Journal de brigade.
L'école du jeudi, cette école de fous, les collègues ne se rendent même plus compte qu'ils vont mal. Et les enfants, je n'ai pas toujours les mots.
Parfois il m'échappe des : "qu'est ce qu'ils sont cons !" aussi des adjectifs tels que nuls, frappés, formatés, à formater, psychopathes, bref, ça part en jet à la pause clop, et nous en sommes tous là.
J'en ai deux vraiment terribles. Sans parler des 22 autres.
L'un est prématuré, fils d'alcooliques, et totalement disjoncté, il ne peut se taire, ni rester assis, ni faire preuve d'un comportement normal vis à vis des autres. Parfois, je craque, il sort, on se le refile à tour de bras, pour tenir. Il est souvent préférable de l'expulser, car on serre vraiment les mains pour ne pas giffler.
L'autre, comment dire : vous voyez les "casquettes", ceux qui se trimbalent en pantalons qui tombent, avec bien souvent une capuche pour clore le tout. Lui, il cumule, casquette plus capuche par dessus, dans la cour on ne voit plus sa tête, tant il est caché par tout ça. Sauf que lui, il n'a que 7 ans.
Je suis assez souvent, pour ne pas dire toujours en train de le suivre de très près, ne serait-ce que pour qu'il bosse un minimum. Une fois sa réaction fut : "Vas-y ! J'ai pas envie de le faire ton truc !" Dans ces cas là, je reste calme, et ça l'énerve, alors, la dernière fois, il a déchiré son cahier, et s'est mis à se taper la tête sur la table. Il s'est arrêté quand il en a eu assez.
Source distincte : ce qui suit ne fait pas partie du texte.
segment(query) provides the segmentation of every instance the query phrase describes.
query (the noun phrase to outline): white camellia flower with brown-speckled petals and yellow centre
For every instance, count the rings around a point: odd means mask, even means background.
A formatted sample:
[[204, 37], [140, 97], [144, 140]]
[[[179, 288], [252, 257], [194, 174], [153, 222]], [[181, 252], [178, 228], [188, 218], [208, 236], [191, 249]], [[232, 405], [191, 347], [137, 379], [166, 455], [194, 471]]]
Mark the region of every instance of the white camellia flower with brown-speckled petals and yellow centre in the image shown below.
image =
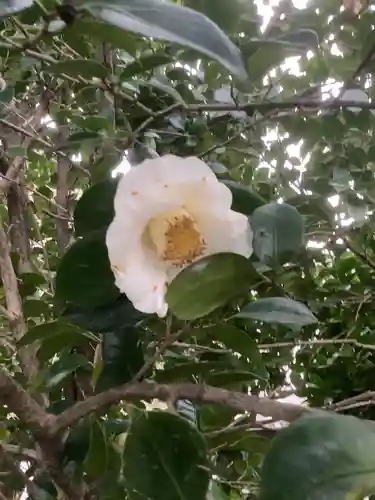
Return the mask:
[[231, 204], [229, 188], [194, 157], [145, 160], [120, 179], [106, 244], [116, 285], [136, 309], [165, 316], [168, 283], [201, 257], [251, 255], [248, 219]]

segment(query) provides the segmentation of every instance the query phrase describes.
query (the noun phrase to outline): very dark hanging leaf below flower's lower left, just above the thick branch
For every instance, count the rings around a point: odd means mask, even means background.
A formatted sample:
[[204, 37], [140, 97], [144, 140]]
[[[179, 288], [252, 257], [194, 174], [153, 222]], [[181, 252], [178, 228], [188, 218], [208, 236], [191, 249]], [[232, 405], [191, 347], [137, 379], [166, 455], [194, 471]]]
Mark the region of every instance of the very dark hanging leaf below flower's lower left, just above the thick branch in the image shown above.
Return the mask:
[[145, 362], [139, 331], [123, 327], [105, 333], [102, 360], [102, 370], [96, 384], [97, 392], [129, 382]]

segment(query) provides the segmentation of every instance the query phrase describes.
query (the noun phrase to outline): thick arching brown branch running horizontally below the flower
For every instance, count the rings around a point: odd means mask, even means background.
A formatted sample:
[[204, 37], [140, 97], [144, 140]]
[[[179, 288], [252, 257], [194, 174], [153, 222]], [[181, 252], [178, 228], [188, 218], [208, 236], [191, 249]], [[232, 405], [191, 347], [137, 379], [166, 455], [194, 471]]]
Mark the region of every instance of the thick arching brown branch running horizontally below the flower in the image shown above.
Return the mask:
[[259, 398], [258, 396], [232, 392], [218, 387], [200, 384], [163, 385], [153, 382], [141, 382], [125, 384], [76, 403], [57, 417], [57, 420], [52, 425], [51, 432], [52, 434], [60, 433], [89, 413], [119, 401], [139, 401], [142, 399], [160, 399], [161, 401], [189, 399], [196, 403], [228, 406], [238, 412], [255, 412], [259, 415], [287, 422], [291, 422], [304, 413], [312, 411], [304, 406]]

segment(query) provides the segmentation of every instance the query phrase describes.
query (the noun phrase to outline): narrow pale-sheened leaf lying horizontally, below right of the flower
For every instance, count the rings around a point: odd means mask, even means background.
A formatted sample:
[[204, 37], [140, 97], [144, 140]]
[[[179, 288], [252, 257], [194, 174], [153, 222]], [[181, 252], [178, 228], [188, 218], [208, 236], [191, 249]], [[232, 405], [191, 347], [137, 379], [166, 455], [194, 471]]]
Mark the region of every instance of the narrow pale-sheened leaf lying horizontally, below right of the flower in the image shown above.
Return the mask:
[[302, 302], [286, 297], [267, 297], [247, 304], [237, 318], [255, 319], [265, 323], [303, 327], [318, 322], [308, 307]]

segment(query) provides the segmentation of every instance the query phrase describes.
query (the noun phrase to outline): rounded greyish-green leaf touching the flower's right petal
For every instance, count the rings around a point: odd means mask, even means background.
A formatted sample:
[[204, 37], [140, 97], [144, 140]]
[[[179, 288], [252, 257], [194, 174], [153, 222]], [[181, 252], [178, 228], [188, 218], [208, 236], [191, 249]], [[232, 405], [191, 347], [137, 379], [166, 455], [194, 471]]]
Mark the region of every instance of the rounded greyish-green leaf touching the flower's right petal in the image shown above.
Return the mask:
[[304, 243], [304, 224], [298, 210], [287, 203], [270, 203], [251, 216], [255, 255], [265, 264], [283, 264]]

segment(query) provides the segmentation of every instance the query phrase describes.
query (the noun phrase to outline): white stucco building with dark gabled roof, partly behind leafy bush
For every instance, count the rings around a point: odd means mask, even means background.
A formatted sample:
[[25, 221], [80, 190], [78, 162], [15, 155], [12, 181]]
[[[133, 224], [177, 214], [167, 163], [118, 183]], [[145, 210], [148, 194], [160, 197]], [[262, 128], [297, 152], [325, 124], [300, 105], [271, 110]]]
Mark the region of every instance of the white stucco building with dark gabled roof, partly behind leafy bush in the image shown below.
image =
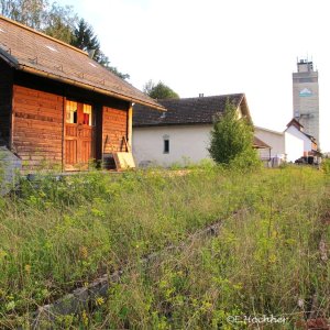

Bien sûr, le soir, je suis épuisée.
Et puis il y a la maternelle, des petits schtroumpfs normaux, craquants, et des parents adorables, il y a aussi des enfants difficiles, mais 5 sur 25, au lieu de 21 sur 22, ça aide.
Le même tous les vendredis soir, a sa maman en retard, la règle veut que dès 16h40, si les enfants sont encore là, je les emmène à la garderie. Résultat, il reste souvent avec moi, passé 16h30. 16h40 arrive:
"Maîtresse ! Tu attends un petit peu, maman va arriver !
Il est inquiet, il n'aime pas la garderie, il se sent abandonné quand je l'y mets.
- Oui, mais tu sais il va être l'heure, je vais m'en aller.
- tu as un petit garçon à aller chercher ?
- non, j'ai mon week end à aller chercher."
Il se triture les mains, indifférent à ma métaphore, pour eux, nous n'avons pas d'âge, je suis maintenant maman potentielle d'un petit garçon à aller chercher. Je range mon matériel, j'ai hâte d'être en week end, il m'observe :
-peut-être que maman elle va bientôt arriver en courant ?
Alors je regarde par la fenêtre, et je vois la jolie maman arriver en courant, je le rassure, oui, elle arrive, ses joues roses ont l'empreinte d'un sourire.
Maman est là, il serre derrière lui, les cadeaux pour la fête des mères, et ne la laisse pas approcher pour qu'elle ne voie pas. Alors je convie la maman à rester devant lui, et à marcher à reculons pour ne rien regarder. Elle le fait, ils s'en vont tous les deux, l'une en arrière, l'autre en avant, ses petites mains cachées.
Je prends mes affaires, et je pars, j'ai toujours un regret, l'épuisement du jeudi, qui m'empêche de profiter davantage de cette classe. Mais bon, je fais ce que je peux, et je vais à la rencontre de mon week end.